Os sistemas geral e especial são sistemas de proteção complementares, na medida em que o sistema especial é voltado, fundamentalmente, à prevenção da discriminação ou à proteção de pessoas ou grupos de pessoas particularmente vulneráveis, que merecem um tratamento jurídico especial.

O complexo sistema normativo de proteção internacional dos direitos humanos revela uma lógica e principiologia própria, fundada no valor da primazia da pessoa humana. Logo, estes instrumentos internacionais somam-se, conjugam-se e reforçam-se com a finalidade de alcançar o mais aprimorado e eficaz aparato de proteção, defesa e promoção dos direitos humanos. 

2. Aspectos Centrais da Convenção sobre a Eliminação de todas as formas de Discriminação Racial

Em seu preâmbulo, a Convenção reafirma o propósito das Nações Unidas de promoção do respeito universal dos direitos humanos, sem discriminação de raça, sexo, idioma ou religião. Enfatiza ainda os princípios da Declaração Universal de 1948, em especial a concepção de que todas as pessoas nascem livres e iguais em dignidade e direitos, sem distinção de qualquer espécie e principalmente de raça, cor ou origem nacional. Acrescenta que qualquer doutrina de superioridade baseada em diferenças raciais é cientificamente falsa, moralmente condenável, socialmente injusta e perigosa, e que não existe justificação para a discriminação racial, em teoria ou na prática, em lugar algum.
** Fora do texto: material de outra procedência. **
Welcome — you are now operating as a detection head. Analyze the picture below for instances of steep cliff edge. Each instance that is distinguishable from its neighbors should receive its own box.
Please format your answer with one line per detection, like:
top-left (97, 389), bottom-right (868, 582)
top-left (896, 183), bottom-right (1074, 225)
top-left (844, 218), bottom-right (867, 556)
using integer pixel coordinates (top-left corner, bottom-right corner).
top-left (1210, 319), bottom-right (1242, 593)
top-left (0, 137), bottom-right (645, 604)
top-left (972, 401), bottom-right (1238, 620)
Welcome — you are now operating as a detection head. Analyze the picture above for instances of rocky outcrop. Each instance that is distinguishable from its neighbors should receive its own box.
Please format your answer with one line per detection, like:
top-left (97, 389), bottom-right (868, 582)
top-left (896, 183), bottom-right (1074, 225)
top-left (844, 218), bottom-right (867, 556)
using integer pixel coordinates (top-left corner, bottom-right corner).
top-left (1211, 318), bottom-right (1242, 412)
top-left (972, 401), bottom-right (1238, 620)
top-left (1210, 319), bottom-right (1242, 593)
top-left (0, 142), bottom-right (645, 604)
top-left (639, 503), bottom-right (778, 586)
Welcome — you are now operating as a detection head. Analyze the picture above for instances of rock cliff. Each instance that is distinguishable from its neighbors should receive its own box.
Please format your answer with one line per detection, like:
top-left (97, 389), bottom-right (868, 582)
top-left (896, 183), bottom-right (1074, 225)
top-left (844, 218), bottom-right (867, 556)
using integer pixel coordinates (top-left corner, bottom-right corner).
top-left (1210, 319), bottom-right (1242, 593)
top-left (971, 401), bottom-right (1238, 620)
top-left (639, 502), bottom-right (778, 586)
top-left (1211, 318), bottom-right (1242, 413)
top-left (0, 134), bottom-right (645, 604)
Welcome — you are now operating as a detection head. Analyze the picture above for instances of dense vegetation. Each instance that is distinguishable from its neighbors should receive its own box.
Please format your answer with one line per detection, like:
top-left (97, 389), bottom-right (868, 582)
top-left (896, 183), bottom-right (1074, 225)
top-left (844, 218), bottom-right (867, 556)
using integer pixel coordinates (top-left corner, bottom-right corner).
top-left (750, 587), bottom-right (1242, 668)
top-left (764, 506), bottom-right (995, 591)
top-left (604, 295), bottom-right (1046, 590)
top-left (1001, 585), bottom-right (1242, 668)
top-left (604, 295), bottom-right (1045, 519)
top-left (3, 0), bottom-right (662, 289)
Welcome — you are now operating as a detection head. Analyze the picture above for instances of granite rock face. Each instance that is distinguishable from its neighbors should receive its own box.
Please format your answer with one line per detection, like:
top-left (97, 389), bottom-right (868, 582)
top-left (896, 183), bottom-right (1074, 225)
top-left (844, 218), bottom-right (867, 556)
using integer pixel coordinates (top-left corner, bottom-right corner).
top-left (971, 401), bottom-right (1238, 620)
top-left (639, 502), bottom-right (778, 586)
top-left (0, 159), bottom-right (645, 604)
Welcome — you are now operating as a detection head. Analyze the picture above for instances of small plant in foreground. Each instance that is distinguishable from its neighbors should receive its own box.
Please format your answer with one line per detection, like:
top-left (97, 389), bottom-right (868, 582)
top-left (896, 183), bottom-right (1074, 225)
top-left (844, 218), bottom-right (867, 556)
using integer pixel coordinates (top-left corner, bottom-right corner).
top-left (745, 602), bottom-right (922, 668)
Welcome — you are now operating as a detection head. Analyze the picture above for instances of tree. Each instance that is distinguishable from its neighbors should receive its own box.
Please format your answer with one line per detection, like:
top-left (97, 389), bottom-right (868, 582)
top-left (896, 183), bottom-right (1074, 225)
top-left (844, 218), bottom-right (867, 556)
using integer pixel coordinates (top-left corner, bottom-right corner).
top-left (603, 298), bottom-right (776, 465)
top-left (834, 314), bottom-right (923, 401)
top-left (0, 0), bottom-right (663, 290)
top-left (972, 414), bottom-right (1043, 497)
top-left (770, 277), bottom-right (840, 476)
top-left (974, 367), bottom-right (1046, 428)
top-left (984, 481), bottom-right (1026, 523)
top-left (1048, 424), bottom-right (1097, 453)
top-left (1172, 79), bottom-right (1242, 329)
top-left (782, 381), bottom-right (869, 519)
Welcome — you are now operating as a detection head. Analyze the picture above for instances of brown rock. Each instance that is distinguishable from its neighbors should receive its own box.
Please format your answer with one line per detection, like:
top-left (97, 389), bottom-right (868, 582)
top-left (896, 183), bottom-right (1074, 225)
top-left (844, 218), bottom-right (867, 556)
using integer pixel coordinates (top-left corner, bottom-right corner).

Inspirada nestes princípios, a Convenção tem por objetivos eliminar a discriminação racial em todas as suas formas e manifestações e prevenir e combater doutrinas e práticas racistas.

Se o objetivo central da Convenção é a eliminação de todas as formas de discriminação racial, a primeira preocupação deste texto é definir juridicamente o conceito de discriminação racial. Nos termos do artigo 1º da Convenção, a expressão discriminação racial significa qualquer distinção, exclusão, restrição ou preferência, baseadas em raça, cor, descendência ou origem nacional ou étnica que têm por objetivo ou efeito anular ou restringir o reconhecimento, gozo ou exercício em um mesmo plano (em igualdade de condição) de direitos humanos e liberdades fundamentais no domínio político, econômico, social, cultural ou em qualquer outro domínio de vida pública.Isto é, para a Convenção, a discriminação racial é uma distinção, baseada na raça, cor, descendência ou origem nacional ou étnica, que implica na restrição ou exclusão do exercício de direitos humanos e liberdades fundamentais, nas mais diversas áreas. Logo, a discriminação racial sempre tem por objetivo ou efeito anular ou restringir o exercício, em igualdade de condições, dos direitos humanos e das liberdades fundamentais.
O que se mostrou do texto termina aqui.